# Homemade Dog Food



## Jules (Oct 18, 2021)

Does anyone make their own dog food?  My DD has switched to purchasing homemade stuff.  It’s pricey.

I heard a casual remark about someone making their own.  3 pounds of crumbled hamburger & a couple of bags of mixed vegetables thrown into a pot of water.  Cook until very tender.  There may have been something else.  It didn’t seem unreasonable.


----------



## Ruthanne (Oct 18, 2021)

That sounds like it would have a lot of fat in it.  I don't know how much fat dogs need, though.  

I don't make my own.


----------



## JustBonee (Nov 18, 2021)

I tried to figure it out once,  and gave up.   It's so confusing!
I try to vary my dog's daily diet somewhat.  
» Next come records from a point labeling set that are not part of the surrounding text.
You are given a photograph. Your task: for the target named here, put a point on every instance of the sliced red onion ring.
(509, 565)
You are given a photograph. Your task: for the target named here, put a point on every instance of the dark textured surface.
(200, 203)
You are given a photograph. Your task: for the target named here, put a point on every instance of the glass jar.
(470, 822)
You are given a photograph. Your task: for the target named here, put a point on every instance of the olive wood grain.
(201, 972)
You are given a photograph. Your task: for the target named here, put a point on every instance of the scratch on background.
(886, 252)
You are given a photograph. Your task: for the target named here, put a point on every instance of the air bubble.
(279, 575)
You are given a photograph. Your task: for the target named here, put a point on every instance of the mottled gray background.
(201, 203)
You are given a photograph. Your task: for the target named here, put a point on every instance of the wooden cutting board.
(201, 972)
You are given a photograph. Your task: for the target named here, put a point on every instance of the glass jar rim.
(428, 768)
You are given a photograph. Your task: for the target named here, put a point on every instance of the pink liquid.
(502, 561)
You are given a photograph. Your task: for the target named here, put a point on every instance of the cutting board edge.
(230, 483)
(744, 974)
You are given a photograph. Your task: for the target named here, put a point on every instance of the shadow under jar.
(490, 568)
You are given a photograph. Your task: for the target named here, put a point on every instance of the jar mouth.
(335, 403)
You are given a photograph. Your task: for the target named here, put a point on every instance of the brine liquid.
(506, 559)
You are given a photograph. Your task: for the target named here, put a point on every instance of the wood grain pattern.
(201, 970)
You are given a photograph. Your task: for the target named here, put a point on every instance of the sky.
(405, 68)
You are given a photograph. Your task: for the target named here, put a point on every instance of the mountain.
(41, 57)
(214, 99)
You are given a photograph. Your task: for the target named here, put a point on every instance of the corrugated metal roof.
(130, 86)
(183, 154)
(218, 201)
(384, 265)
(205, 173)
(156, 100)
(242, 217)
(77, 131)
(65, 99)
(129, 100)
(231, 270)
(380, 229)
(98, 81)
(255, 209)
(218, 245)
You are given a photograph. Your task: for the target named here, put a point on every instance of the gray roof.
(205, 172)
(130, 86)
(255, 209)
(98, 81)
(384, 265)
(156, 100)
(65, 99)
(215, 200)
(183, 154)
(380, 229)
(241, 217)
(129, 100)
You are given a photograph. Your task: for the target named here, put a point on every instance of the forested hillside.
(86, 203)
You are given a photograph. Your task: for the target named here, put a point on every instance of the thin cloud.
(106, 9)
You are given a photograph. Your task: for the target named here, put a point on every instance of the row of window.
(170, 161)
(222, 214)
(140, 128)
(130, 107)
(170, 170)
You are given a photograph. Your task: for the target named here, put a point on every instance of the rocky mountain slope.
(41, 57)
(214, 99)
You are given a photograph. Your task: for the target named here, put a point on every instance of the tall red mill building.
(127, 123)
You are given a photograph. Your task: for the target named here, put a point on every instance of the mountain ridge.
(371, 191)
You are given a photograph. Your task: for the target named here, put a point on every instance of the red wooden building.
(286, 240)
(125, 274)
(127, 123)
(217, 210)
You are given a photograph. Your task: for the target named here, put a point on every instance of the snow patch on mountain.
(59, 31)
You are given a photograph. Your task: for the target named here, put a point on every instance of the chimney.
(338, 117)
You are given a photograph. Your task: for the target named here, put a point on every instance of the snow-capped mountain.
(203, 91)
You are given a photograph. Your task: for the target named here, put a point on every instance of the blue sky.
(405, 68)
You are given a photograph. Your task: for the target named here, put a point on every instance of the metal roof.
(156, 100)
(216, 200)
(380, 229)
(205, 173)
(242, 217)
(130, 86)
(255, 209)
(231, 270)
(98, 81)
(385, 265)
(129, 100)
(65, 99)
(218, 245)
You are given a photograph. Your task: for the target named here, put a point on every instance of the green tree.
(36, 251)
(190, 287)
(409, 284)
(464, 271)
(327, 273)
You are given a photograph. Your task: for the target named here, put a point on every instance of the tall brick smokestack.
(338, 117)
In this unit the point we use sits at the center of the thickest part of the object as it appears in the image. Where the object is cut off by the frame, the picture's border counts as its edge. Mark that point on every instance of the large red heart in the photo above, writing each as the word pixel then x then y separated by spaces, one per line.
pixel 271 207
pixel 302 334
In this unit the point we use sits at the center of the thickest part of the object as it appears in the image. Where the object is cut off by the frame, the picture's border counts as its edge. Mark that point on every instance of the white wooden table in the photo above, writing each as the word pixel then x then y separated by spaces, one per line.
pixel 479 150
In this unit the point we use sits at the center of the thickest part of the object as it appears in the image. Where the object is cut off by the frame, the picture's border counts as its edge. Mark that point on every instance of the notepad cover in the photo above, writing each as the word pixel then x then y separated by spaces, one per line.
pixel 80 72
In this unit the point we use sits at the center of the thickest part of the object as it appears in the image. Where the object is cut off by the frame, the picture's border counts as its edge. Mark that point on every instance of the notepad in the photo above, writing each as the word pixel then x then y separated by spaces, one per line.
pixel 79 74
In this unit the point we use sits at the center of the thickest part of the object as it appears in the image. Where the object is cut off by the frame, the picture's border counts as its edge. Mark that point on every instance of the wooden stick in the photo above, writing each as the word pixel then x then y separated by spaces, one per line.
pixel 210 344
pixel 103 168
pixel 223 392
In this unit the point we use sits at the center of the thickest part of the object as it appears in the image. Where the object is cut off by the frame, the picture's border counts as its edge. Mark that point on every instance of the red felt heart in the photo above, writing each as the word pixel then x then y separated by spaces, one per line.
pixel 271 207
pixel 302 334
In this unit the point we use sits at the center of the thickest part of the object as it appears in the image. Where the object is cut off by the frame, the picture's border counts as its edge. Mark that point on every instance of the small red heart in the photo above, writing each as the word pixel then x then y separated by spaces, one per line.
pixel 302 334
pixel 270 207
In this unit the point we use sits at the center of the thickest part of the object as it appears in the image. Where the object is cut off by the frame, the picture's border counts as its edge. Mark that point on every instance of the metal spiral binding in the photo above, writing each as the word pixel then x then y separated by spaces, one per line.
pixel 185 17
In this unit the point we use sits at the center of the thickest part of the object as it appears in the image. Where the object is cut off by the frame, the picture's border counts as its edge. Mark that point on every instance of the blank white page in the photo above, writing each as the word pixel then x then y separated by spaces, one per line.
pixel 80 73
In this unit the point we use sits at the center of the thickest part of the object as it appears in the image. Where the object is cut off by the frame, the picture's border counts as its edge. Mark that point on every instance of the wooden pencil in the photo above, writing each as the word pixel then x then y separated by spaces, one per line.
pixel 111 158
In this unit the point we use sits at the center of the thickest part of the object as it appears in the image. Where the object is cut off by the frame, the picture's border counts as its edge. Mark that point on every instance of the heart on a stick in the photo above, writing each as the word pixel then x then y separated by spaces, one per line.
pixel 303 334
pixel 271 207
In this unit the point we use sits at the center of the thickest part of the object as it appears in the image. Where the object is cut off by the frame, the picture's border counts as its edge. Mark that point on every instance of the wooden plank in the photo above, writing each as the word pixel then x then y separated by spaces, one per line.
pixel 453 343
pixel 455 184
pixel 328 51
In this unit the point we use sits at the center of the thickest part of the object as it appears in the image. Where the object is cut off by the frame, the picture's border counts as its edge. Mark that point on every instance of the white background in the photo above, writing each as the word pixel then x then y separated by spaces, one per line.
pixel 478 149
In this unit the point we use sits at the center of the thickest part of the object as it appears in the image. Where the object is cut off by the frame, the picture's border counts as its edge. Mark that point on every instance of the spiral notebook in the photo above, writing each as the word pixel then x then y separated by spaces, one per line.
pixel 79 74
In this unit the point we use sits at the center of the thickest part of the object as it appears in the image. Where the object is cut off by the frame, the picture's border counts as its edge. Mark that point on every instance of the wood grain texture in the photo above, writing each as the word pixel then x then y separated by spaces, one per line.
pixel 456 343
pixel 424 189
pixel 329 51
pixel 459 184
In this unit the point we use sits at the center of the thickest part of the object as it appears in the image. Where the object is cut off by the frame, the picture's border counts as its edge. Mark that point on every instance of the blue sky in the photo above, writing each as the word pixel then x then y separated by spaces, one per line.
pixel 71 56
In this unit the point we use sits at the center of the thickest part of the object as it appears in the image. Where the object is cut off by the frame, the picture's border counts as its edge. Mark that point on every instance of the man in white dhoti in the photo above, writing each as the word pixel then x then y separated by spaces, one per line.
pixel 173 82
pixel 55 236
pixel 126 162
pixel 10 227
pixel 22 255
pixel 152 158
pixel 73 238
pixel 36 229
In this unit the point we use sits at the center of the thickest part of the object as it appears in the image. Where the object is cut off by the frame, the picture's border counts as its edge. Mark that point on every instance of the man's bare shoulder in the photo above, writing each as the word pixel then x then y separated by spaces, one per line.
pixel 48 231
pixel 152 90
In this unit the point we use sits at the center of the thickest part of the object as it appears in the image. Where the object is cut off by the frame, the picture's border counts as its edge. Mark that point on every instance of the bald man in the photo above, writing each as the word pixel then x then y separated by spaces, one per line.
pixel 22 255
I get 'Dog Advisor'   warnings from time to  time  in my email about what to stay away from  ...  
Today it was about * BHA,* something that is a preservative in many pet foods and treats. If you look at all ingredients in prepared dog/cat food, chances are you will find it there.  

Too much in their diet can cause  Cancer....   So, they (experts)  say to vary the diet of your animals when buying prepared food.


----------



## squatting dog (Nov 18, 2021)

All our rescues get whatever we're having. (people food minus a few bad things of course). Most of them have lived 14-16 years so I don't think it's bad for them.    We do keep a little crunchy dog food to help their teeth. No floor sweepings though. (that's what we call most dry dog food).


----------



## WheatenLover (Nov 25, 2021)

Balance It is a supplement to add to homemade dog food to make sure all of the dog's nutritional needs are met. It was developed at the University of California Davis veterinary school, IIRC. There are recipes onsite, too.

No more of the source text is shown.